Welcome to tap class, where ’Tea for Two’ is no longer served
Supertramp’s Breakfast in America blared from the speakers in a basement dance studio in downtown Montreal—Don’t you look at my girlfriend [tap, tap] she’s the only one I got. Fifteen dancers from the 35-strong Klaxson troupe were rehearsing for its fall show, devoted to the music of Supertramp and Queen. Meanwhile, the oeuvre of Nina Simone will be featured in a tap show this September by Rhythm Initiative. “We’re considering Radiohead, the Fugees and Led Zeppelin for future shows,” offered Allison Toffan, who founded the Toronto tap collective in 2011.
Welcome to tap class, where Tea for Two is no longer served. “When the old hoofers started to die off, tap went through a mourning period,” explained Dianne Walker, a legendary Boston-based tap teacher. They couldn’t imagine a tap world without old school hoofers Steve Condos and Jimmy Slyde. The general public, meanwhile, had no idea who they were. Notwithstanding a brief resurgence in the 1990s with shows like Tap Dogs, and the hip-hop influenced Bring in ’Da Noise, Bring in ’Da Funk, tap remained, for most of us, the domain of Sammy Davis Jr. movies.
That may be changing. “We’re on the brink of re-establishing tap as a respected art form,” noted Travis Knights, a tap sensation from Montreal who turns heads on the world stage. New tap festivals are springing up around the world, and tap is starting to show up at more mainstream dance and music festivals. And at the forefront of the new resurgence are Canadians. Vancouver’s festival is second only to Chicago’s, the biggest of its kind in the world. Our dancers hold an inordinate number of spots in the world’s few professional tap ensembles like the Tapestry Dance Company in Austin, Texas, and have performed in hit shows like Stomp and Tap Dogs.

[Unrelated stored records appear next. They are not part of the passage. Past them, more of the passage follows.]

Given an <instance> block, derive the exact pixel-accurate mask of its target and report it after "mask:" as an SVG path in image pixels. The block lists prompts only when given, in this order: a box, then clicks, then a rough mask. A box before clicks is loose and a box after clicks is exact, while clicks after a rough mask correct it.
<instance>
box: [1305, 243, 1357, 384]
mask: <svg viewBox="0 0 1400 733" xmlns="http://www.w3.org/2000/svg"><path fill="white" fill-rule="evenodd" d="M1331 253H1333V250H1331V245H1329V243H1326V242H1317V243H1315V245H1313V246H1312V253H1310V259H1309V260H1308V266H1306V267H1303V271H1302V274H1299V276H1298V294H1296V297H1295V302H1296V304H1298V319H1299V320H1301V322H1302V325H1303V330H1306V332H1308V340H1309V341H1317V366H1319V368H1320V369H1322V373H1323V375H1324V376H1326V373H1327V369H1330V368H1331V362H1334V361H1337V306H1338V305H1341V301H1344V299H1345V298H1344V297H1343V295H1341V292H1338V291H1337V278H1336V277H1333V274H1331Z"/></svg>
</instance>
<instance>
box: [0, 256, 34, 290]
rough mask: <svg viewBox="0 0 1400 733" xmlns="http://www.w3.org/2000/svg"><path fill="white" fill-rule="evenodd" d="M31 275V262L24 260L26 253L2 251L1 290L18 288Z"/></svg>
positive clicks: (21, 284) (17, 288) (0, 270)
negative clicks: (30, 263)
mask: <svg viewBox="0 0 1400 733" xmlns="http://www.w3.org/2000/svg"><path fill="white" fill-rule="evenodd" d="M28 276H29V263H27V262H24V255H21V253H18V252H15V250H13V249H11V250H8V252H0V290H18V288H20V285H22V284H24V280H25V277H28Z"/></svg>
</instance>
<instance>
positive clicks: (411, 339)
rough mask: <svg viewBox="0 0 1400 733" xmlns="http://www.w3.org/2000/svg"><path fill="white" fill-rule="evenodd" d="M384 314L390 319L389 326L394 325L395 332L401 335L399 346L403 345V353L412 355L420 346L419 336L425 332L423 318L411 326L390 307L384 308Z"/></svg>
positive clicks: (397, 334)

In the past, part of the problem in growing audiences was an antipathy in the tap world between two factions: the showy Broadway style associated with jazz hands, and “hoofing,” the more traditional, so-called rhythmic style associated with Gregory Hines. Bring in ’Da Noise caused a renaissance in tap, said Walker, “but it also split us into two camps: Broadway tap and rhythmic tap.” Now the olive branch has been extended, and the two are putting aside their mutual indifference. Some call the new fusion of styles concert tap, but there’s no consensus. “We’re trying to find a healthy marriage,” said Matthew Shields, a virtuoso from Brantford, Ont., who is creating a much-anticipated show with original songs for the Vancouver International Tap Dance Festival this month. “Let’s face it, Broadway sells tickets.”
The next challenge is to find some respect for tap within academia. While there are programs for jazz dance and contemporary dance at North American universities, there are few courses in tap. “I’ve been fighting for 15 years, but it’s a hard sell,” said Heather Cornell, a New York-based dancer who is originally from Port Colborne, Ont., and the founder of CanTap, a troupe of rising Canuck stars. Oklahoma City University has some commercial tap, as does Capilano University in B.C., but otherwise, tap is hard to find. “The problem is, we became associated with pure entertainment, not art,” says Cornell.
Rivalries within the wider dance world don’t help. “Modern dance is even more heinous than ballet as a gatekeeper in academia,” laughed Lane Alexander, founder of the Chicago Human Rhythm Project and the Rhythm World Festival in Chicago. Vicki Adams Willis, the co-founder and artistic director of Decidedly Jazz Danceworks in Calgary, would agree. “Academia embraces conceptual dance,” she said, “but tap is inherently a pure dance form about nothing except the person in the moment. It’s very inward.”
Allison Toffan started the tap collective in Toronto, with its weekly jam sessions with tap dancers of all styles, to bring everyone together and challenge that notion of lone-wolf hoofers “woodshedding” in their basements. She is thinking about the music of Billy Joel or Hall and Oates for her next show. “I was considering the music of Queen myself, but it sounds like someone’s already doing it in Montreal. Crazy Little Thing Called Love would be great!”